ANGUS MP Mike Weir has backed the call by Brechin City chairman Ken Ferguson, and manager Jim Weir for the BBC and SKY television to reconsider their decision not to televise the club’s historic Carling Scottish Cup quarter-final tie.
However, one of the broadcasters involved has gone as far as try and pass the buck and hand some of the blame to the Scottish Football Association, an allegation that was blown out of the water.
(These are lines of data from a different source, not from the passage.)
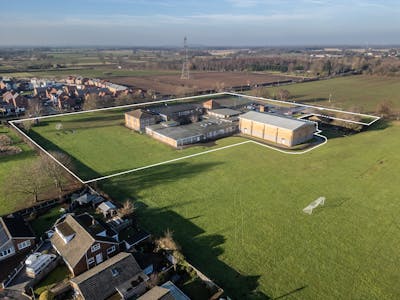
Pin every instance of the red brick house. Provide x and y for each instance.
(16, 236)
(15, 99)
(84, 242)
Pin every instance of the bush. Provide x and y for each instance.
(46, 295)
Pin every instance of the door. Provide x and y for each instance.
(99, 258)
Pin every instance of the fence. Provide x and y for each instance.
(20, 266)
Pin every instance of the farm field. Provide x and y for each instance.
(91, 72)
(361, 91)
(101, 145)
(238, 216)
(237, 213)
(200, 81)
(9, 201)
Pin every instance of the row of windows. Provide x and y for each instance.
(6, 252)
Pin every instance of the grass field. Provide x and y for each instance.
(238, 216)
(101, 145)
(94, 72)
(238, 212)
(10, 201)
(347, 92)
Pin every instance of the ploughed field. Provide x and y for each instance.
(199, 81)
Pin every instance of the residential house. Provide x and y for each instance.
(16, 236)
(15, 99)
(107, 208)
(84, 242)
(120, 274)
(167, 291)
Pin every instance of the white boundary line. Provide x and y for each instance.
(166, 162)
(12, 123)
(117, 107)
(46, 152)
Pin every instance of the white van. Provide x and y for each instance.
(38, 265)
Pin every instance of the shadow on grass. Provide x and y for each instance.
(80, 168)
(201, 249)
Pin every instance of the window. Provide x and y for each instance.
(90, 261)
(24, 244)
(114, 272)
(111, 250)
(95, 247)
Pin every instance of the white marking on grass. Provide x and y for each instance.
(47, 153)
(165, 162)
(193, 155)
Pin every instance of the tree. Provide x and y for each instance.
(27, 125)
(28, 180)
(35, 108)
(168, 244)
(283, 94)
(46, 295)
(54, 170)
(385, 109)
(127, 209)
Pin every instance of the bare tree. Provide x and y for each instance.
(54, 170)
(127, 209)
(168, 244)
(27, 125)
(35, 108)
(283, 94)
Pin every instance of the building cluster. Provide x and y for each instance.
(101, 253)
(184, 124)
(64, 95)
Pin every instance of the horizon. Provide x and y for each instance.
(225, 23)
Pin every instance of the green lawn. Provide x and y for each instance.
(238, 216)
(44, 222)
(347, 92)
(9, 201)
(237, 213)
(94, 72)
(101, 144)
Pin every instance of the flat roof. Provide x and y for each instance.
(275, 120)
(191, 130)
(226, 112)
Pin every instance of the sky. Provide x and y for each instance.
(237, 23)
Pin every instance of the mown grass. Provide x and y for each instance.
(9, 200)
(95, 72)
(101, 144)
(237, 213)
(364, 92)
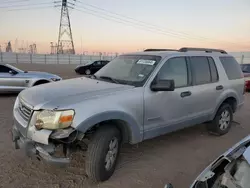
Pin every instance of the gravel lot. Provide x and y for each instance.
(178, 157)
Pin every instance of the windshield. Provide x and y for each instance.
(129, 69)
(14, 68)
(245, 68)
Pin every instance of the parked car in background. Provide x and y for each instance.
(230, 170)
(13, 79)
(135, 97)
(91, 67)
(246, 71)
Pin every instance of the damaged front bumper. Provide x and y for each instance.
(38, 150)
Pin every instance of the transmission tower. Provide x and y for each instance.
(65, 39)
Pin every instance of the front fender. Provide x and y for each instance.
(133, 126)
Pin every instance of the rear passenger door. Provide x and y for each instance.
(206, 86)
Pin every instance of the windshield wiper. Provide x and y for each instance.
(109, 78)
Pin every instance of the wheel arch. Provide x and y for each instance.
(229, 99)
(125, 123)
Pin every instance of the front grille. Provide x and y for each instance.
(24, 111)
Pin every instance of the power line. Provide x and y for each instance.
(170, 31)
(30, 8)
(23, 5)
(137, 25)
(20, 1)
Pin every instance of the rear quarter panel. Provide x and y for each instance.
(124, 105)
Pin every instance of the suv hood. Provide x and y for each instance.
(73, 90)
(40, 74)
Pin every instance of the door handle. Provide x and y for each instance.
(185, 94)
(220, 87)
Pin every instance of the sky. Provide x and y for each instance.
(123, 26)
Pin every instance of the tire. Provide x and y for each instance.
(87, 72)
(99, 148)
(222, 121)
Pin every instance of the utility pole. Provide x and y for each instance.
(65, 39)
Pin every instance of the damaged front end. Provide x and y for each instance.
(231, 170)
(52, 145)
(56, 151)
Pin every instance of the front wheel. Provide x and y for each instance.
(102, 153)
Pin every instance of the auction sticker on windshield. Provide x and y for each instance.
(145, 62)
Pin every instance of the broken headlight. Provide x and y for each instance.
(52, 120)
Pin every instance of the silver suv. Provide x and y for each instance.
(135, 97)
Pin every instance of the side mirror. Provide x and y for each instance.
(12, 72)
(163, 85)
(169, 185)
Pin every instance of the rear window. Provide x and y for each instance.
(245, 68)
(231, 67)
(201, 70)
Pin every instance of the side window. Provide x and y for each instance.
(4, 69)
(175, 69)
(200, 70)
(213, 70)
(97, 63)
(231, 67)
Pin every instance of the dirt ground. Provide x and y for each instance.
(177, 158)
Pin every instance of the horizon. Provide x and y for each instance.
(160, 24)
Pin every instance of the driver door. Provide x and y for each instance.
(166, 111)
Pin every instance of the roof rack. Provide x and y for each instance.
(208, 50)
(153, 50)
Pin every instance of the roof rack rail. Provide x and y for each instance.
(208, 50)
(153, 50)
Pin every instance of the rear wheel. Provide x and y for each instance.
(222, 121)
(102, 153)
(87, 72)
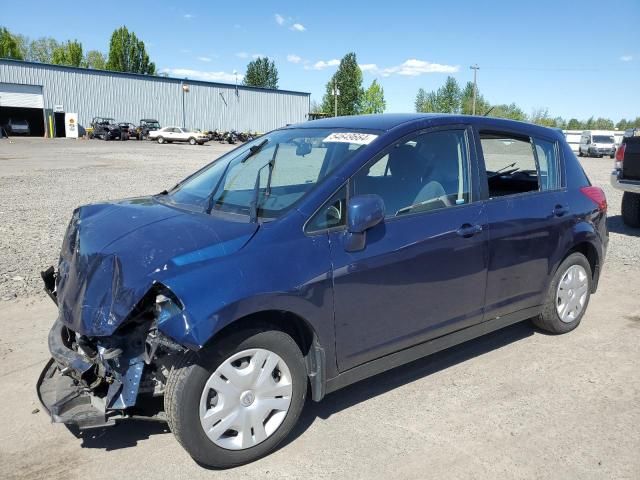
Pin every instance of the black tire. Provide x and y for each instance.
(631, 209)
(188, 377)
(549, 320)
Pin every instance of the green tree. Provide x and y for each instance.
(69, 53)
(348, 79)
(466, 101)
(41, 49)
(127, 53)
(373, 99)
(261, 72)
(510, 111)
(23, 45)
(94, 59)
(421, 99)
(574, 124)
(448, 97)
(9, 46)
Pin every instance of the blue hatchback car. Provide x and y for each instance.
(308, 259)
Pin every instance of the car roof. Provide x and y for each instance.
(367, 122)
(388, 121)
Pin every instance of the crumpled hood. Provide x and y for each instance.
(113, 253)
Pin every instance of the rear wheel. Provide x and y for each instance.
(631, 209)
(234, 401)
(568, 296)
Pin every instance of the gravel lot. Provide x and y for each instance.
(41, 182)
(514, 404)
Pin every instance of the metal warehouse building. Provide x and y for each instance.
(42, 93)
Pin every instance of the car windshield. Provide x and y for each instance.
(269, 175)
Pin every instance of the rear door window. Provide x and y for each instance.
(518, 164)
In his Early Day Motion to Parliament Mr Weir said: “That this house congratulates Brechin City Football Club in their magnificent achievement in reaching the quarter-finals of the Scottish Cup for the first time in their long history; congratulates the players and manager Jim Weir; notes that Brechin City is one of the last remaining clubs owned by its members; regrets the decision of broadcasters not to cover the match on television and calls upon them to reconsider the decision and allow Brechiners everywhere to join in this historic occasion.”
Jim Weir said: “I cannot understand for the life of me why, the only part-time club in Scotland left in the competition has been singled out in this way.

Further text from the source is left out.